Barefoot in the Cherokee Nation: Let’s Eat

No plumbing or electricity made for a simple kitchen in Granny’s cabin. A wood cookstove and wood box claimed the north side of the kitchen where it shared a chimney with the wood-heating stove in the living room. Adjacent to it on the east side sat a green and white Montgomery Ward “ice box” which held dishes, pots, pans and two water buckets complete with a drinking dipper. The hand-made oak table consumed the rest of the floor space surrounded by benches except for one chair which Grandpa only used. Grandpa sat at the head of the table and we never ate until Grandpa was seated.

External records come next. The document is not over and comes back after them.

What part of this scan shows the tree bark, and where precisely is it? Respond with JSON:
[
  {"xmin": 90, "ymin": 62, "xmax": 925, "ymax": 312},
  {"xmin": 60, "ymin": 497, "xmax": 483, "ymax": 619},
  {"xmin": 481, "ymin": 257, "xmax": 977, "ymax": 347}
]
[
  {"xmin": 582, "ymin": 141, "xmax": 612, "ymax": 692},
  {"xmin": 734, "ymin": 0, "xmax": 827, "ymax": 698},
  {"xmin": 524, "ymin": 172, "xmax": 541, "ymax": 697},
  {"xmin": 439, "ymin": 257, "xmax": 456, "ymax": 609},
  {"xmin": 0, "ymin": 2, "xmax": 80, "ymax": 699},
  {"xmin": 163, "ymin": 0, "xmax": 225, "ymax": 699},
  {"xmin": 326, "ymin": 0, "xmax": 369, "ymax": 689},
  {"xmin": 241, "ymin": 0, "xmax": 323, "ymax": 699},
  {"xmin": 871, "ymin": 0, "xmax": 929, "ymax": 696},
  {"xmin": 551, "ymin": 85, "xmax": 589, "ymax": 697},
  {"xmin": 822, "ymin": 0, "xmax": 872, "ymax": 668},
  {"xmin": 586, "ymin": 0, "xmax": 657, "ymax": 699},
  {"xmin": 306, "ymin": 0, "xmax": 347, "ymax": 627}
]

Meals at Granny’s house were like clock work. It was a ritual passed down through generations that everyone knew the meal times and were expected to be there. Granny said “let’s eat” one time and that meant now. Granny never sat at the table during a meal, instead she kept the food hot and bowls and cups filled, wiped food off the hands and mouths of the grandchildren and scolded rowdy ones on the benches. Often times the grandchildren on the back benches would tip the bench over or push the end ones off and Granny would take them to the living room to wait out the meal and eat later. When everyone was finished and had left the table, Granny would clean up the table and sit down to eat. Here she would enjoy a few minutes of solitude with her coffee. A cast iron kettle was kept on the cookstove and it would whistle to signal hot water was ready for the dishes. Dishes were washed and rinsed in two metal “dish pans” and put in a rack to dry. When the dishes were done, Granny would begin preparing for the next meal. Pinto bean soup, bread and potatoes were a staple eaten twice daily. In the winter it was dark at breakfast and supper, so we ate with a kerosene (called “coal oil”) lamp in the middle of the table for light. Any light after dark was a kerosene lamp. Many times at night Granny and Grandpa would sit at the kitchen table with the lamp turned down low and talk. Looking back now I think of the many great burdens they must have discussed and the problems they solved by the light of “coal oil”.